Servlet vs RESTful

RESTful is more an architecture style than a different technology. In server perspective, it is designed to be entirely stateless and self-contained on a per-request basis (i.e. there are no sessions). In client perspective, it’s more a way of getting information in different formats via URLs with (self-documenting) path parameters instead of request parameters.

Surely you can do this with a plain vanilla servlet, but it would introduce some boilerplate code to gather the path parameters and to generate the desired response. JAX-RS is just a convenient and self-containing API which removes the need for writing all the boilerplate code yourself, resulting in minimal and more self-documenting code.

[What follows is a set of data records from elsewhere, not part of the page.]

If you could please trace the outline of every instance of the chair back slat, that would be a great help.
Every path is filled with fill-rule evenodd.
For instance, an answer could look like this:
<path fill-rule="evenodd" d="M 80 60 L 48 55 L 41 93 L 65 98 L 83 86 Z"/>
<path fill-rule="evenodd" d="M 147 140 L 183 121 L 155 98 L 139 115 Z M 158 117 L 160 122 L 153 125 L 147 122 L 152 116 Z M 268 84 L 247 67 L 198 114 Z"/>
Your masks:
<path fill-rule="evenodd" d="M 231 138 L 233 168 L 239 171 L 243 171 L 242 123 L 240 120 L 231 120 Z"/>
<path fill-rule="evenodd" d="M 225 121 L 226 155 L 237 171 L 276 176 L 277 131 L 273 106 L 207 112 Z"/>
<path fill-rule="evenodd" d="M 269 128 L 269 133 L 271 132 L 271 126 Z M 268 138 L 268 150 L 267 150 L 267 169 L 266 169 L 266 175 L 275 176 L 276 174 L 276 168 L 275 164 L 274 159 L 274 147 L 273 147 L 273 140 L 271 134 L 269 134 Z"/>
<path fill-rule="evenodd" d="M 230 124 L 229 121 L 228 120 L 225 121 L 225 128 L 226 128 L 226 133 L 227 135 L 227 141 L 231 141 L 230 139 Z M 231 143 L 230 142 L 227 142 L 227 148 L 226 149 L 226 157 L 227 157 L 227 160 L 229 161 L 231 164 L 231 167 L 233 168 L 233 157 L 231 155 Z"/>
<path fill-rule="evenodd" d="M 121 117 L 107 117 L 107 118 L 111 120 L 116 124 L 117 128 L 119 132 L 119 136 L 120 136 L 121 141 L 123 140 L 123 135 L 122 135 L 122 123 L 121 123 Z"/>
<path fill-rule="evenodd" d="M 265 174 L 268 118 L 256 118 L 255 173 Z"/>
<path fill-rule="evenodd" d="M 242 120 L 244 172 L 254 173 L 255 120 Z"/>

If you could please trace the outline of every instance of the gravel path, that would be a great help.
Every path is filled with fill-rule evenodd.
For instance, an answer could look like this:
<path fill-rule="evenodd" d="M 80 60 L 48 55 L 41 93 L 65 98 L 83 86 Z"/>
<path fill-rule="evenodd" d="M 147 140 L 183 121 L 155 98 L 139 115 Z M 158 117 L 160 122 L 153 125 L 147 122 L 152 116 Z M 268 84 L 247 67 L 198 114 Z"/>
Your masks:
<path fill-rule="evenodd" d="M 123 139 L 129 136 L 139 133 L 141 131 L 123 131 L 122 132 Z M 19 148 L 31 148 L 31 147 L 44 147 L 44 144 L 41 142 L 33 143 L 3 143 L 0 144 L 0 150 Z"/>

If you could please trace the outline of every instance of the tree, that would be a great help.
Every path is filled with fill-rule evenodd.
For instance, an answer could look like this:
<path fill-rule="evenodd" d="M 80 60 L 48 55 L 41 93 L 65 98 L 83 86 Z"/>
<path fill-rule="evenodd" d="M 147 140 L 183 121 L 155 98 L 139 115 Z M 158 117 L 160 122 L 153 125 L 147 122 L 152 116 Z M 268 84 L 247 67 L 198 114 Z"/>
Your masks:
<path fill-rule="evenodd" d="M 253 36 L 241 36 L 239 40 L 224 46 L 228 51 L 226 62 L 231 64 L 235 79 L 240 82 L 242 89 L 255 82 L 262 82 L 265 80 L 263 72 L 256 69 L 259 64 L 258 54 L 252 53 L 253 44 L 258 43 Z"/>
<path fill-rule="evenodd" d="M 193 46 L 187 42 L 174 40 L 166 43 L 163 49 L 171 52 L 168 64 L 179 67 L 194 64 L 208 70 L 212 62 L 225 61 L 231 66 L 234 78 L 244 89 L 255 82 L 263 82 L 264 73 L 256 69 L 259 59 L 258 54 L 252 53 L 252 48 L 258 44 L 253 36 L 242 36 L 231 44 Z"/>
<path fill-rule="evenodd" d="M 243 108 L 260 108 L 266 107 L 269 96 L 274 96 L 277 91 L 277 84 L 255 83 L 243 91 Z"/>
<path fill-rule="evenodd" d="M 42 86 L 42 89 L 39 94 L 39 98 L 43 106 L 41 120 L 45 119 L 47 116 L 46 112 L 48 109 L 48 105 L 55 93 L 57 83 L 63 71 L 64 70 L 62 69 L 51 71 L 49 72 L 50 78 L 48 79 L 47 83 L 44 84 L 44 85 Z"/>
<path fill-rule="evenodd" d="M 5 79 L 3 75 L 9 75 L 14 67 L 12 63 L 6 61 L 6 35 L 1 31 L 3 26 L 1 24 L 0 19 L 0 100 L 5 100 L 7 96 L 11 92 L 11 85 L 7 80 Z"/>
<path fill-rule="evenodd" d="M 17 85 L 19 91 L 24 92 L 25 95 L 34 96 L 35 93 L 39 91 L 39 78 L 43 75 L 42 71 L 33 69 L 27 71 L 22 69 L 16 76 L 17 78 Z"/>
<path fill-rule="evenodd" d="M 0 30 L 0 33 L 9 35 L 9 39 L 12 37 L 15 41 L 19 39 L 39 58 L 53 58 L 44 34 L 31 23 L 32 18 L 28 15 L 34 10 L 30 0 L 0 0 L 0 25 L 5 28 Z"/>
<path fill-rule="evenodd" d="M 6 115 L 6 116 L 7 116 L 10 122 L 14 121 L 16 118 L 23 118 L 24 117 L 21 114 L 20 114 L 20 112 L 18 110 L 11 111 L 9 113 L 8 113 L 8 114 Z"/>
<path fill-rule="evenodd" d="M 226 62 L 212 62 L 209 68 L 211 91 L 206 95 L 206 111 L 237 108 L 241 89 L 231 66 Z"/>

Assuming that you’ve a JAXB entity as model as below:

@XmlRootElement
public class Data {

    @XmlElement
    private Long id;

    @XmlElement
    private String value;

    // ...

    @Override
    public String toString() {
        return String.format("Data[id=%d,value=%s]", id, value);
    }

}

And a JAX-RS resource as below:

@Path("data")
public class DataResource {

    @EJB
    private DataService service;

    @GET 
    @Path("text/{id}")
    @Produces(MediaType.TEXT_PLAIN)
    public String getAsText(@PathParam("id") Long id) {
        return String.valueOf(service.find(id));
    }

    @GET 
    @Path("xml/{id}")
    @Produces(MediaType.APPLICATION_XML)
    public Data getAsXml(@PathParam("id") Long id) {
        return service.find(id);
    }

    @GET 
    @Path("json/{id}")
    @Produces(MediaType.APPLICATION_JSON)
    public Data getAsJson(@PathParam("id") Long id) {
        return service.find(id);
    }

}

Then you’d already get the desired content in proper format by:

That’s it. Try to do the same with a single plain vanilla Servlet 🙂 Please note that SOAP essentially also goes over HTTP. It’s basically an extra XML layer over HTTP, not a different network protocol.